Over the course of the past decade the housing markets throughout the world have been, well…quite volatile, to say the least. In turn, this has confused, upset or otherwise made it very difficult for a lot of average people to begin taking steps toward home ownership. For most, enormous bank loans are the way to go – of course this also means loads of additional monies that will need to be paid in interest, not to mention the threat of a bank foreclosure in the event that some mortgage payment is missed or late. Given this, the next logical thing to do is to save up for that new home instead of automatically going into massive debt. Naturally, this too carries with it some very noteworthy considerations. If this is the path you’ve chosen, here are some things you need to do…
Concentrate on homes which are actually in your price range
One of the biggest mistakes that most prospective home owners make is in overestimating their price range. It’s very easy to get stars in your eyes and fall in love with that amazing place you saw, but at the end of the day you have to be realistic. Do you really want to commit yourself to additional decades of debt, is it worth the sacrifice? Moreover, you have to think about things from a long-term perspective. If analysts predict a drop in property values for the area in which you’re buying, having a long-term mortgage with a fixed rate might mean that you end up losing lots of your hard-earned money when / if you ever decide to sell your property.
Get pre-approved / pre-qualified
Arguably, the first step to take is pre-approval and pre-qualified. This allows you to both identify places in your price range as well as evaluate all aspects of your income and credit history. Sure, you can make due without taking this step, but it actually helps to remove barriers in the long-run and can even to prevent certain logistical complexities from arising as well.
Carefully evaluate the pros and cons of a “points” vs. “rates” mortgage
Your goals here are to own a home while paying as little as possible in the process, right? Well, there are very important things to consider when it comes time to choose a mortgage type. Specifically, you should be thinking about whether or not you’re going to go for a lower interest rate in exchange for a higher closing cost. For most people, the prospect of a lower interest rate is very attractive, for obvious reasons. Looking back on specific case studies, it’s often found that people end up paying much more in interest than they expected, so having a way to alleviate this expenditure is vital, in a sense. You should be well-versed with all the intricacies of this situation while you’re still saving.

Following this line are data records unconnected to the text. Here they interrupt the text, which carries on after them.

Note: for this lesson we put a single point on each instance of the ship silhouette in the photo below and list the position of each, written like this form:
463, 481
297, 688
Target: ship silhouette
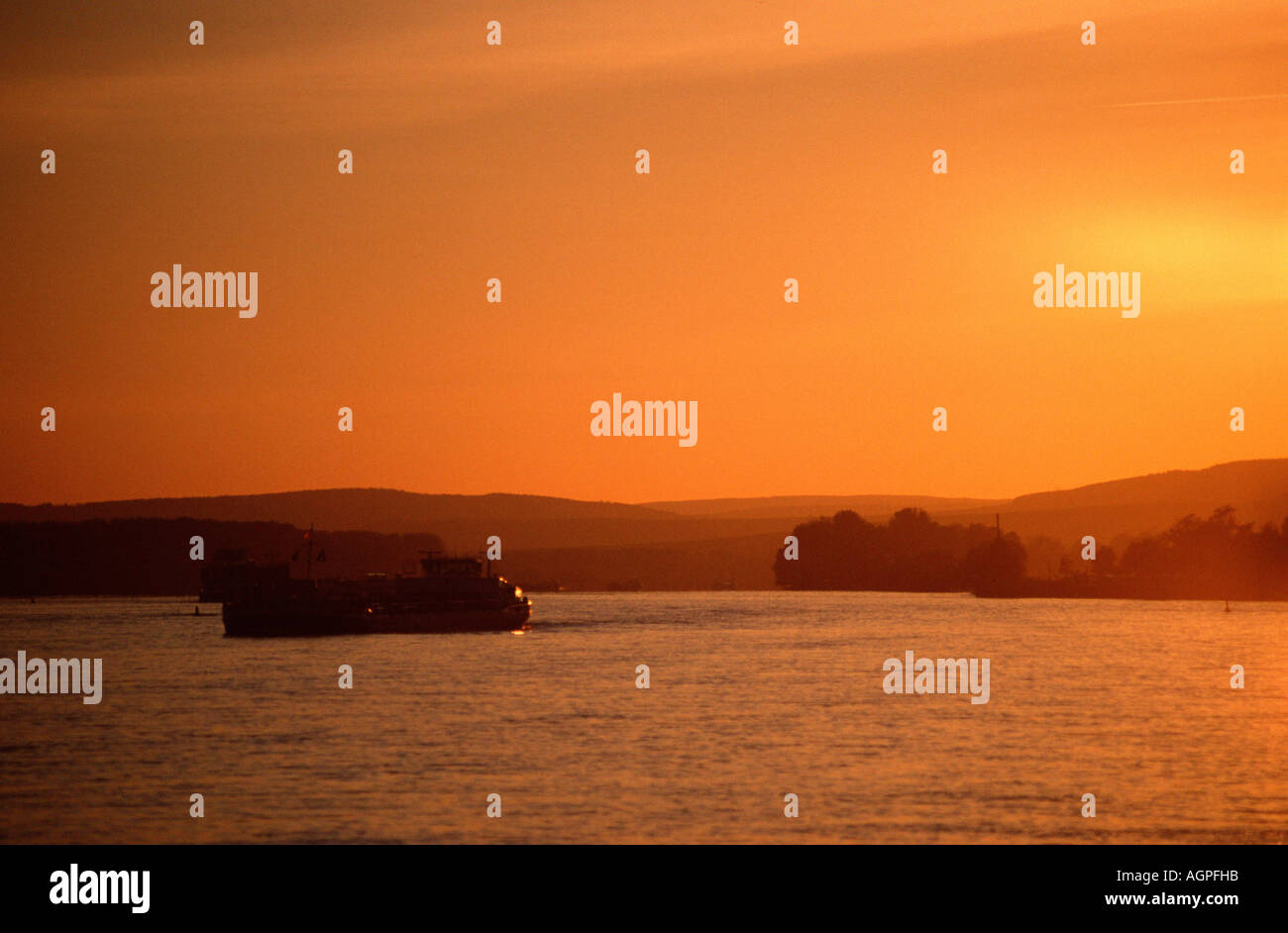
450, 594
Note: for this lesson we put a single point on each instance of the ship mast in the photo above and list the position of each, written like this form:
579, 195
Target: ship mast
308, 566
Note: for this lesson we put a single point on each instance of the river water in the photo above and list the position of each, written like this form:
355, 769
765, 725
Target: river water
751, 696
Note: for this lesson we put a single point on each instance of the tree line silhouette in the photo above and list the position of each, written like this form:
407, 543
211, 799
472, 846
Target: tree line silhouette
1214, 558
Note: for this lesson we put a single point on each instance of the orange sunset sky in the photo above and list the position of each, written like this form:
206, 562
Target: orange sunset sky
768, 161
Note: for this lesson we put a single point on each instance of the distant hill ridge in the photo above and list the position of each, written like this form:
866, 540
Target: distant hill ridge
1257, 489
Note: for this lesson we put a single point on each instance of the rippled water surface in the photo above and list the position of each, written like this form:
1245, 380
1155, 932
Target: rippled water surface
752, 696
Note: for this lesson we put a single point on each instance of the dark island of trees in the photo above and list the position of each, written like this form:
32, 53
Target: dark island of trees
1196, 559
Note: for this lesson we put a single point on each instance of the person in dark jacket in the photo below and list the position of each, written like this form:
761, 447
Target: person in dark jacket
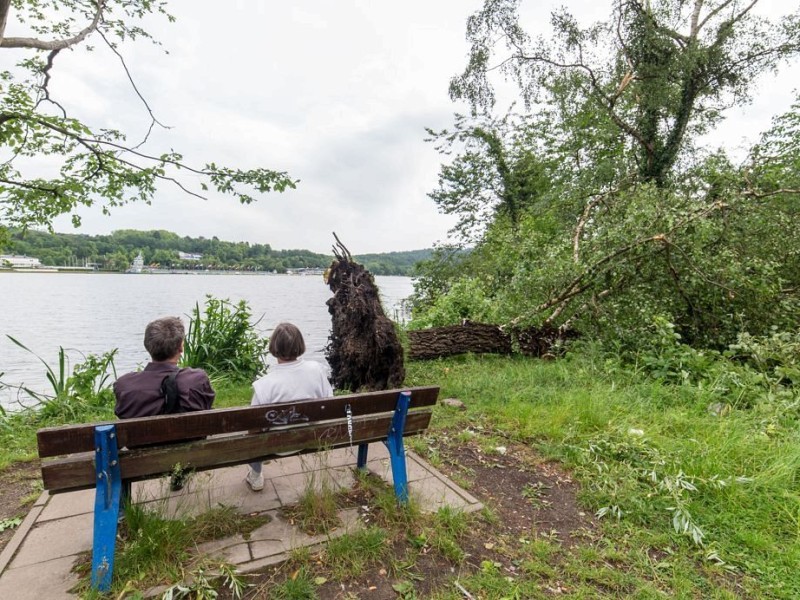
142, 394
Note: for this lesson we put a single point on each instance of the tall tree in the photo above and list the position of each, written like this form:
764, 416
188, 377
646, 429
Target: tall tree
629, 218
52, 162
660, 70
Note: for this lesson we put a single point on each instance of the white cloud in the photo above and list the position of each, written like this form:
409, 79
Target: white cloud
336, 93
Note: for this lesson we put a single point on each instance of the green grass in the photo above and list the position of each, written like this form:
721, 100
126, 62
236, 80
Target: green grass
632, 443
639, 449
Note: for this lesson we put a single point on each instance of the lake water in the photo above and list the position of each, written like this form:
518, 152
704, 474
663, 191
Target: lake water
95, 313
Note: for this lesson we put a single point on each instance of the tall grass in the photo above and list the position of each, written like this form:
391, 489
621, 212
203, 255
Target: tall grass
721, 486
222, 340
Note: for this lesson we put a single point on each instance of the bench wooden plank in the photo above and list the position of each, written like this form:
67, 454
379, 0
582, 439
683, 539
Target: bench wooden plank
78, 470
57, 441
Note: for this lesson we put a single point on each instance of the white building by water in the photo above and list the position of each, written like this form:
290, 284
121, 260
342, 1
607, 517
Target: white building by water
16, 261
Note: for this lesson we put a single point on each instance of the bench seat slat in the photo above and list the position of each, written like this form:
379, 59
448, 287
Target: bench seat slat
58, 441
78, 471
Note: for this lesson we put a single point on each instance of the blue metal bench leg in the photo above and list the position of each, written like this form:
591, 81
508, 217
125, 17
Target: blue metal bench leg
397, 453
106, 506
362, 457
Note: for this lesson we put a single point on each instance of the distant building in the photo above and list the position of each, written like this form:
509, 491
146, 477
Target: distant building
16, 261
137, 266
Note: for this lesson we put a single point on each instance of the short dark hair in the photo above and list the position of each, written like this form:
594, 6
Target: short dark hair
163, 338
286, 342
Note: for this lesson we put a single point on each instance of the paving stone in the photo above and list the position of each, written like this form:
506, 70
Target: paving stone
68, 505
55, 539
234, 550
278, 536
383, 469
50, 580
41, 566
291, 487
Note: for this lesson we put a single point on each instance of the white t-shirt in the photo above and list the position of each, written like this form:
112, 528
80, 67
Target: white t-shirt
297, 380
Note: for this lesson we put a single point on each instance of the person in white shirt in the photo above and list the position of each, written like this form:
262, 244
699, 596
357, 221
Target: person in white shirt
291, 379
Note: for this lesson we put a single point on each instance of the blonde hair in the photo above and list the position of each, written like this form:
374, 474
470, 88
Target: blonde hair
287, 342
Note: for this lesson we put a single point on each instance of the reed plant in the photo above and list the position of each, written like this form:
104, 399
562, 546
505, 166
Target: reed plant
222, 340
76, 394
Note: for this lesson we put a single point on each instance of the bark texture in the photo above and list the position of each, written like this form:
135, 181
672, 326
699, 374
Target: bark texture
483, 338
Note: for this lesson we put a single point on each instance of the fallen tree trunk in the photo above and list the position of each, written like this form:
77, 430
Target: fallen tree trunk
478, 338
483, 338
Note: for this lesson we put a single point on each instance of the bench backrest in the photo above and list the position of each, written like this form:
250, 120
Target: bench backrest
214, 438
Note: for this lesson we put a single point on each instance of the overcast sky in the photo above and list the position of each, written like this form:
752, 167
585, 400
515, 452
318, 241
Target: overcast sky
336, 93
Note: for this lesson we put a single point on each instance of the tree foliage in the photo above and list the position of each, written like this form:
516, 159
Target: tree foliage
54, 162
596, 208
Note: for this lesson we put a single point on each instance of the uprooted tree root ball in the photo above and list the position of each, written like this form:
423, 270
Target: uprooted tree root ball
363, 351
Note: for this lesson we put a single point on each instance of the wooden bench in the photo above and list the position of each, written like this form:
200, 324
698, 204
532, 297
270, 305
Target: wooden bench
108, 456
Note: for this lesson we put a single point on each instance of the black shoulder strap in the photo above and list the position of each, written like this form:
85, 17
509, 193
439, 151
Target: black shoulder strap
169, 390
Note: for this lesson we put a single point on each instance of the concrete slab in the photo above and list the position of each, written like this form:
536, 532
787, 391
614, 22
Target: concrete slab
234, 550
47, 579
55, 539
37, 561
68, 505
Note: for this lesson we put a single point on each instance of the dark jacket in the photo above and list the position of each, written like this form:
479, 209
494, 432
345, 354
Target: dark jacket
139, 394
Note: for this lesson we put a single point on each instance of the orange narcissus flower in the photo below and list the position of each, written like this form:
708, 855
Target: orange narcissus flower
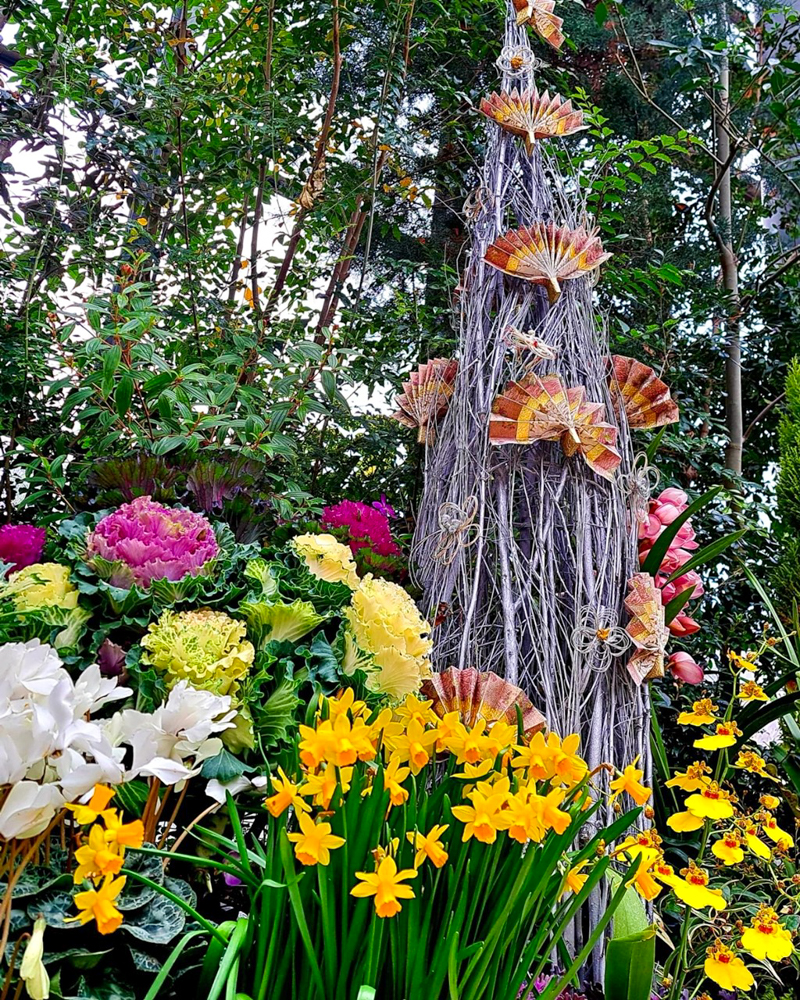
766, 937
750, 691
726, 969
692, 779
484, 817
95, 859
321, 786
711, 802
536, 757
412, 743
386, 885
568, 767
429, 846
630, 781
97, 804
98, 905
393, 777
693, 889
725, 736
314, 843
415, 708
770, 826
287, 793
123, 834
728, 848
703, 713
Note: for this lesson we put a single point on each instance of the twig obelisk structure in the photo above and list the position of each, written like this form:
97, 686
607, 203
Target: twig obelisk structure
524, 549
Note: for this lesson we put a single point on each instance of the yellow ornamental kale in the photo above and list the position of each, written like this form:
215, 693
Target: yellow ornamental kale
204, 647
386, 623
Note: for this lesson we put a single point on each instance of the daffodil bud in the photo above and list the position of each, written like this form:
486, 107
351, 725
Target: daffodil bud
32, 971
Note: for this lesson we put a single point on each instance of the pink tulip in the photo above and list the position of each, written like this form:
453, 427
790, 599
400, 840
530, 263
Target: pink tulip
685, 668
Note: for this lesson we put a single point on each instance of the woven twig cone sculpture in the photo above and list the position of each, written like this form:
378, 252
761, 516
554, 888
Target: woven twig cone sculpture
519, 545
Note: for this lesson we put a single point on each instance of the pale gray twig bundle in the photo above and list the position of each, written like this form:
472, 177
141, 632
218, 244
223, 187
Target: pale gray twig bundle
546, 544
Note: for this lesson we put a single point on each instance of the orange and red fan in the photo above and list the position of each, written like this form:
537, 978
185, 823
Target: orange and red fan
478, 694
546, 254
542, 409
532, 116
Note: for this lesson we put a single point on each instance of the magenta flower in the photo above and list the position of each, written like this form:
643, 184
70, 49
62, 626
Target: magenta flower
367, 527
145, 541
685, 668
21, 545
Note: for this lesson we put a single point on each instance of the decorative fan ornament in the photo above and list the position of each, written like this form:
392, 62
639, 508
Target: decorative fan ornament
532, 115
426, 396
539, 14
541, 409
547, 254
637, 389
479, 694
646, 628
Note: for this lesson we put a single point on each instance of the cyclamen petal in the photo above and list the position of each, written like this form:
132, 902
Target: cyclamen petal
152, 542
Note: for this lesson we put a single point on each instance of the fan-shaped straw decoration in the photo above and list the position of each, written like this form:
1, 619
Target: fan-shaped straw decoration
532, 115
546, 254
426, 395
539, 14
641, 393
481, 694
541, 409
647, 629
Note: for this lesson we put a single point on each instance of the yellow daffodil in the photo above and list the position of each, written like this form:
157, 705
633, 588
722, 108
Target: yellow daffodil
123, 834
770, 826
575, 879
536, 757
386, 885
693, 889
414, 708
287, 793
98, 905
411, 743
314, 843
97, 804
484, 817
393, 777
750, 691
766, 938
684, 822
752, 762
630, 781
726, 969
95, 859
321, 786
568, 767
703, 713
728, 848
429, 846
724, 736
711, 802
692, 779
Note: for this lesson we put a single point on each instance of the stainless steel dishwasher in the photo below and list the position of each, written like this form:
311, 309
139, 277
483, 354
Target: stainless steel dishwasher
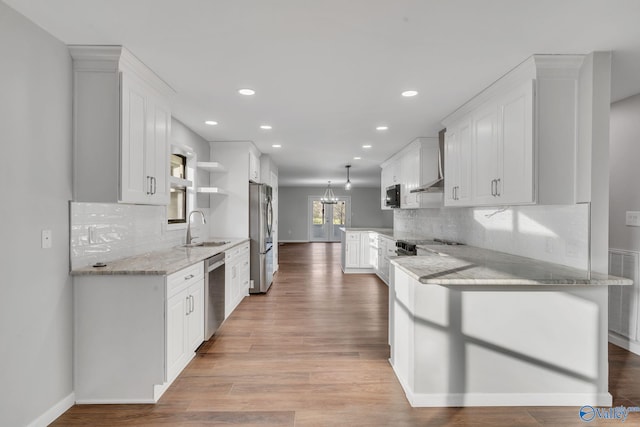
213, 294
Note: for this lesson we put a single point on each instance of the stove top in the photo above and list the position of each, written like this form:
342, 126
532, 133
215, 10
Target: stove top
408, 247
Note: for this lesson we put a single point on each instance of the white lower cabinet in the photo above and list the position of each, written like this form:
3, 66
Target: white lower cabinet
133, 334
185, 317
386, 249
356, 252
237, 272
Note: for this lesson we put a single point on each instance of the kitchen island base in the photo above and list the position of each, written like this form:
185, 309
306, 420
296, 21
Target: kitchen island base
502, 345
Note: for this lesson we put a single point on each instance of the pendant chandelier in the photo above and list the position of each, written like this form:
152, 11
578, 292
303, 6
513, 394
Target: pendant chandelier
329, 198
347, 185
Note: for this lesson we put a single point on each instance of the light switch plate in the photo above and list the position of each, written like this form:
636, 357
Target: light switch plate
46, 239
633, 218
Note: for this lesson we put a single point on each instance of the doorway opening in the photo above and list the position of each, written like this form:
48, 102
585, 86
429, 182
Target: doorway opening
325, 220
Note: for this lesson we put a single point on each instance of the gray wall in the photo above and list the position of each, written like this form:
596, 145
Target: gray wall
293, 210
36, 313
624, 192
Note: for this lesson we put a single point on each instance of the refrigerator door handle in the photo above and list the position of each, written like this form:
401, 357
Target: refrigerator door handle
269, 217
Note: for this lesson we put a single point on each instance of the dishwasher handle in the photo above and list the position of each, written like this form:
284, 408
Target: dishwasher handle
214, 266
214, 262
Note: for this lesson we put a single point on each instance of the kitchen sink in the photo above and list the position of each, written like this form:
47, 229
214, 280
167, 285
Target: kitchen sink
216, 243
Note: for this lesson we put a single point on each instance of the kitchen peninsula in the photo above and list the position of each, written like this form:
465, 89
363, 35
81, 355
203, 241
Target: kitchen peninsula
474, 327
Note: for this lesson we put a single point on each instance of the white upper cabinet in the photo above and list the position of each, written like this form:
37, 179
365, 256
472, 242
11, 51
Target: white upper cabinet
515, 161
485, 154
516, 140
254, 167
457, 158
413, 166
122, 127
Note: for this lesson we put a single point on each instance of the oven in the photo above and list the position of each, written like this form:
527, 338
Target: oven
404, 248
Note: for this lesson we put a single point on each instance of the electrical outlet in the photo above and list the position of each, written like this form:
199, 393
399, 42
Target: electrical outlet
92, 234
46, 239
633, 218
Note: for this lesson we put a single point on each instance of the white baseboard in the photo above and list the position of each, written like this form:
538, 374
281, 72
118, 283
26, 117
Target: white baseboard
114, 401
624, 342
54, 412
428, 400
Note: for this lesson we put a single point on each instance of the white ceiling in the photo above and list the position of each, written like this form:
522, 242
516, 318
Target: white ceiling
326, 73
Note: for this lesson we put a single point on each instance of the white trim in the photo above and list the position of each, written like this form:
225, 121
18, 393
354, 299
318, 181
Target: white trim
114, 401
310, 199
358, 270
54, 412
624, 342
427, 400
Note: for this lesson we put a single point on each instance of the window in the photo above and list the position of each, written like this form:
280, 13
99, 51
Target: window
181, 185
177, 211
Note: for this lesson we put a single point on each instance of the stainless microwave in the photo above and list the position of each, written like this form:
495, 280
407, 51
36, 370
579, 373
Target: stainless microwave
393, 196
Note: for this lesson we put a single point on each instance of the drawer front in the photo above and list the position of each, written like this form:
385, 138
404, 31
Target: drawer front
184, 278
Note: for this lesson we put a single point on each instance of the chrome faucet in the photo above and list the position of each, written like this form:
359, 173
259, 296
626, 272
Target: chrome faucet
204, 221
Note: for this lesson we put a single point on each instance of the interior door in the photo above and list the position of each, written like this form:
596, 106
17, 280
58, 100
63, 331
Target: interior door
325, 220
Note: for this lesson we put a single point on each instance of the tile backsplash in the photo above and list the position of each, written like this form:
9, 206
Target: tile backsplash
102, 232
558, 234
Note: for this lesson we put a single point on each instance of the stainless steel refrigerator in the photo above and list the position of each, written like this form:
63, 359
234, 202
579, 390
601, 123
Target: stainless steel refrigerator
260, 233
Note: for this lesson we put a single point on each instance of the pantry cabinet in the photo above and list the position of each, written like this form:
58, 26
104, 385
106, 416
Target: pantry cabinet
122, 127
515, 142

Do as much “homework” as possible
Not only should you have a number of properties in mind while working up toward that down payment, but you need to consider various outside factors as well. Access to good schools, home inspection reports, long-term analysis of property value drops / spikes, national home loan rates, etc. There are lots of things to consider, so in your spare time while you’re still saving, take in as much information as possible.